E3, zawody i podniety
Ludzie mają różne ulubione święta. Dla jednych jest to Gwiazdka, dla drugich Wielkanoc? Może jest też ktoś, kto najbardziej lubi Boże Ciało. Całkiem możliwe, więc nie kwestionuję.Moim ulubionym świętem jest E3.
O ile dla amerykanie oglądają konferencje w ciągu dnia, nieboraki z innych stref czasowych muszą zarywać nocki, żeby być na bieżąco i zobaczyć gry, które jeszcze nie wyszły. W tym roku też zarwałem, ale nie całą z uwagi na egzamin, który musiałem dzisiaj zdać.
Oto, co działo się na tegorocznych konferencjach E3! I na jakie aspekty zwróciłem największą uwagę.
Po pierwsze, moda na radosne gry. To absurdalne, jak poważne stały się gry. Wiecznie dramatyczne, zblazowane i na serio pomimo, że ich predestynacją jest sprawianie ludziom radości.
Na tle nudnego jak flaki z olejem Call of Crysis Duty, produkcje pokroju Sunset Overdrive, dodatku do Dead Rising 3 czy reinkarnacji Crackdown pokazały, że w mainstreamie jest dużo miejsca dla zdrowego i luźnego podejścia do gier.

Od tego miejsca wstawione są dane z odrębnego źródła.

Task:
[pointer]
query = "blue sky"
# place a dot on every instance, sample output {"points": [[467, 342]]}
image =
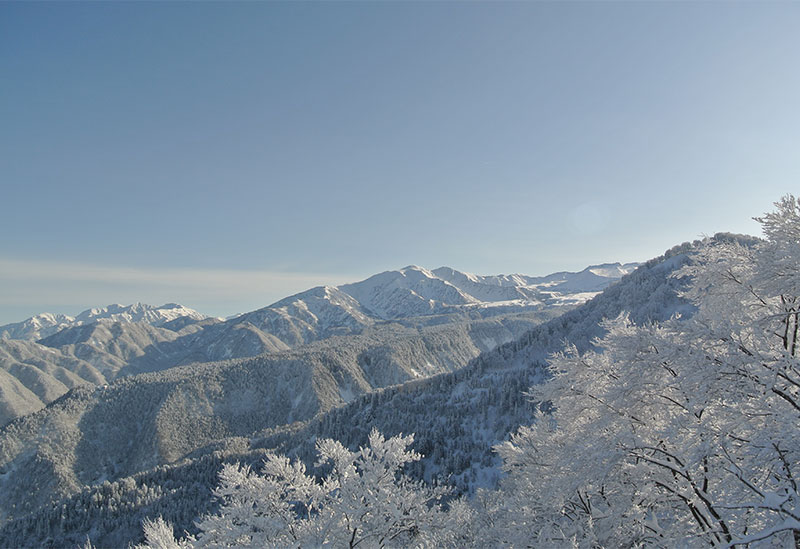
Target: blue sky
{"points": [[224, 155]]}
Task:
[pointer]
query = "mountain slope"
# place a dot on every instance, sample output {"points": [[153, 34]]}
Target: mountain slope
{"points": [[47, 324], [143, 421], [457, 416]]}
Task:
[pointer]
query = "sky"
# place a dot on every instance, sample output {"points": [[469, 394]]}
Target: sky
{"points": [[225, 155]]}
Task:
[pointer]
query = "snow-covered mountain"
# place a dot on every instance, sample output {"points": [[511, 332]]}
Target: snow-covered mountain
{"points": [[46, 324], [124, 340], [201, 414]]}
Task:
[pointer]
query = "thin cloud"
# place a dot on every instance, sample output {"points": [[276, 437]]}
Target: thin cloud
{"points": [[45, 285]]}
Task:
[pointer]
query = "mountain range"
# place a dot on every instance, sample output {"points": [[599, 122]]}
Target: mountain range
{"points": [[97, 405]]}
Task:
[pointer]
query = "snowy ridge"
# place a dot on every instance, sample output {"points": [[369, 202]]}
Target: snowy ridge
{"points": [[46, 324]]}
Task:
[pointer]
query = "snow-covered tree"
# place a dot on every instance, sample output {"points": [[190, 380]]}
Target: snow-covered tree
{"points": [[683, 434], [364, 501]]}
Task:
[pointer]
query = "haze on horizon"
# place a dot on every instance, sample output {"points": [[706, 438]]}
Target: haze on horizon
{"points": [[226, 155]]}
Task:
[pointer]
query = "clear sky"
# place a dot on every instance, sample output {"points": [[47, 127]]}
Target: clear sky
{"points": [[224, 155]]}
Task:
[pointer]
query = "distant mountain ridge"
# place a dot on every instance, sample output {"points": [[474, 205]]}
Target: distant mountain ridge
{"points": [[46, 324], [103, 344]]}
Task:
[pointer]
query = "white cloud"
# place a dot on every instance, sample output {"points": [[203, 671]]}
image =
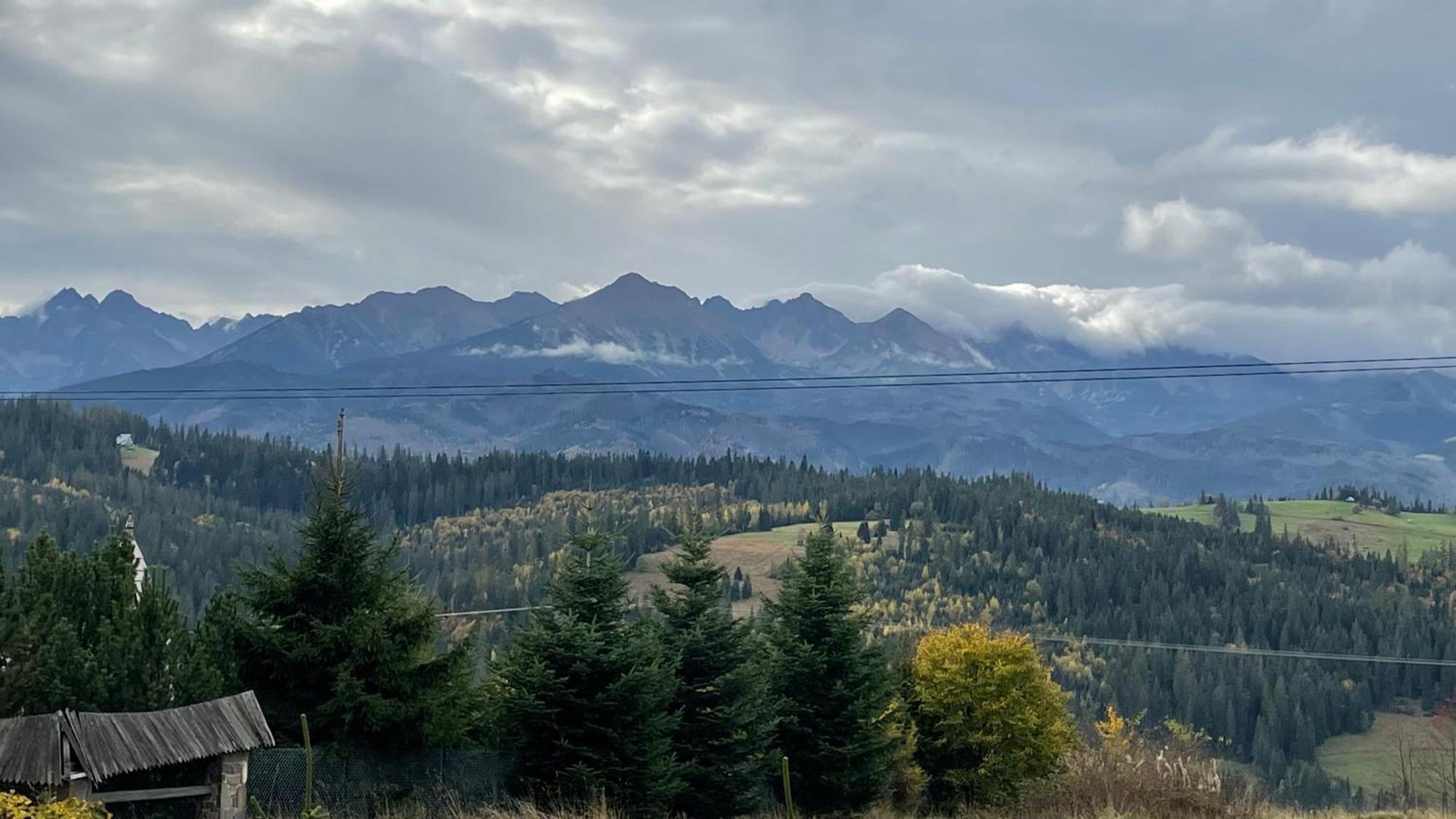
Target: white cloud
{"points": [[171, 199], [1251, 296], [1177, 229], [1332, 168]]}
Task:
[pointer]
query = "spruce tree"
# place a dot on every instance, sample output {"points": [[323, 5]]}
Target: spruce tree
{"points": [[582, 695], [344, 636], [78, 633], [723, 700], [835, 688]]}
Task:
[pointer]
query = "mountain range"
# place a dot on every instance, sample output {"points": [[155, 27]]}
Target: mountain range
{"points": [[1126, 440]]}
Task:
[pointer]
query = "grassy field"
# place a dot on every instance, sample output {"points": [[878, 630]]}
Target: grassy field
{"points": [[139, 458], [1371, 758], [758, 554], [1321, 519]]}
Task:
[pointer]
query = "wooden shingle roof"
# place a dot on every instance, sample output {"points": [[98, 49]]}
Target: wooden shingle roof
{"points": [[107, 745], [31, 751]]}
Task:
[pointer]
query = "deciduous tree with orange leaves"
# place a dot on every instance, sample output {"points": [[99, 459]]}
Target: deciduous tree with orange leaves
{"points": [[989, 716]]}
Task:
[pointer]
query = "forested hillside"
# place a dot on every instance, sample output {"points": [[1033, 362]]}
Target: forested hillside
{"points": [[1007, 551]]}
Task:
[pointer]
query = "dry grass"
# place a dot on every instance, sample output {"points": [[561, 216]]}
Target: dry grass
{"points": [[523, 810]]}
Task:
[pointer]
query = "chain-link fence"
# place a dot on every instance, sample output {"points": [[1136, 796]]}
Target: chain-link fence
{"points": [[357, 783]]}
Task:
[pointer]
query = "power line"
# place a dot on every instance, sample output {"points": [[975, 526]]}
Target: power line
{"points": [[1075, 640], [481, 612], [756, 379], [389, 392], [1244, 650]]}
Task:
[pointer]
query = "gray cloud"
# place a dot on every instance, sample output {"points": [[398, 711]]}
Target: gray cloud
{"points": [[1148, 173]]}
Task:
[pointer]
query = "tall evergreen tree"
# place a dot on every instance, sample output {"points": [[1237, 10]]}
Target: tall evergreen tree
{"points": [[721, 698], [583, 697], [78, 633], [835, 688], [346, 637]]}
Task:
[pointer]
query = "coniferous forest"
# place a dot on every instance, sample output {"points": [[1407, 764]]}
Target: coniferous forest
{"points": [[250, 532]]}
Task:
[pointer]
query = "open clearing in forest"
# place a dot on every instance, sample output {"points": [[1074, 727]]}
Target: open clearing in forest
{"points": [[1339, 521], [1369, 759], [758, 554], [139, 458]]}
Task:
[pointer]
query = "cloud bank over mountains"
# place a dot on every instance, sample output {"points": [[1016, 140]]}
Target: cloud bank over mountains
{"points": [[1117, 174], [1238, 293]]}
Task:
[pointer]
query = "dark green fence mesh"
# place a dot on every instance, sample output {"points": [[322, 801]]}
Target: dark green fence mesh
{"points": [[371, 783]]}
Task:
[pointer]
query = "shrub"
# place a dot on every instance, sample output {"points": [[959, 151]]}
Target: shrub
{"points": [[988, 713], [1125, 772], [17, 806]]}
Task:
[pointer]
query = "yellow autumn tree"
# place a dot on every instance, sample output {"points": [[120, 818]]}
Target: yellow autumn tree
{"points": [[989, 716]]}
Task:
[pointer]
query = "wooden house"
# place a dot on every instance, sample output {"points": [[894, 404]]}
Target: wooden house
{"points": [[196, 752]]}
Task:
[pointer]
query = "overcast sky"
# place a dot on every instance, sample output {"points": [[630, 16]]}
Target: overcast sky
{"points": [[1273, 178]]}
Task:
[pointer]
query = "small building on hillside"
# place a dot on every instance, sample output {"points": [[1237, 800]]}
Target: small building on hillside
{"points": [[194, 752]]}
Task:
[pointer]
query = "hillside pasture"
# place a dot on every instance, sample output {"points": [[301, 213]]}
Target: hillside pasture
{"points": [[139, 458], [1323, 521], [758, 554], [1371, 759]]}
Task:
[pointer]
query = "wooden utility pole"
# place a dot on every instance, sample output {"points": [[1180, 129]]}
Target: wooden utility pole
{"points": [[339, 458]]}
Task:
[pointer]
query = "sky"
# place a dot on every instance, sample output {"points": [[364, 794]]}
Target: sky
{"points": [[1253, 177]]}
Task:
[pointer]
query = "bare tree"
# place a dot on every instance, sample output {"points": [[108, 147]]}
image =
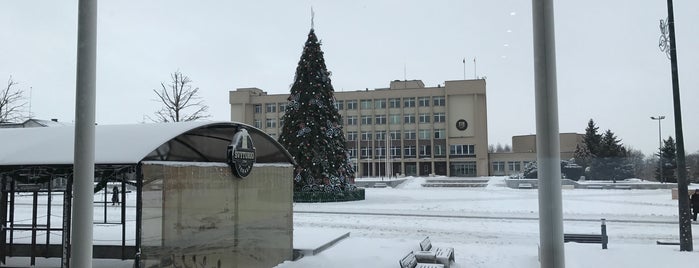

Kolejną rzeczą, jaka przykuła moją uwagę, była nowa metoda pokazywania gier przez niesławne EA. Oglądałem ich konferencję z zaciekawieniem, bo mieli pokazaćBattlefronta, czyli sieciową strzelankę w realiach Wojen Gwiezdnych, Mirror?s Edge 2o efektownych pościgach po dachach i wreszcie nowa gra w uniwersum największej growej space opery- Mass Effecta. Niestety, to co pokazali elektronicy, to nudne wypowiedzi rozentuzjazmowanych twórców z sekundowymi przebłyskami z elementami wymienionych gier. Ale takimi wyjątkowo bez szału, bo ze szkicem koncepcyjnym, lub jakąś niedokończoną animacją.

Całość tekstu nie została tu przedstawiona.